The SACS (Saline Aquifer CO2 Storage) project is being carried out by a team of researchers from the oil industry, power generating companies and research institutions around Europe. The team has been studying the effect of pumping carbon dioxide into a layer of porous sandstone between the Shetland Islands and Norway.

The carbon dioxide used in the SACS research has been separated from methane extracted from Sleipner Field in the North Sea by the Norwegian company, Statoil. The methane contains 9% carbon dioxide, higher than is permitted, so instead of venting the carbon dioxide to the atmosphere as would usually occur, it is being returned underground – although not in the exact same place that it has been extracted from.

However, the real benefit to the environment will come when fossil fuel power stations are able to capture carbon dioxide from their emissions – which could then be stored underground, Dr Andrew Chadwick of the British Geological Survey – one of the members of the team – said to edie.

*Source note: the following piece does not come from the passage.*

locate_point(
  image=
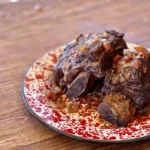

This is a long-term solution, he says. “There are naturally occurring CO2 fields in the United States and they have been there for millions of years.” There are also oil and gas fields in places such as the North Sea that have the potential for carbon dioxide storage, he said.

Chadwick is keen to point out that the SACS project is completely different to a scheme that another group of researchers had intended to carry out last year to pump carbon dioxide into the water at the bottom of the ocean. That would have had serious consequences for marine life in the area, he said.

The SACS method of sequestration is completely safe environmentally, he says. Objections by environmental groups are “more philosophical than practical”, he explains, with groups preferring emission reductions rather than sequestration.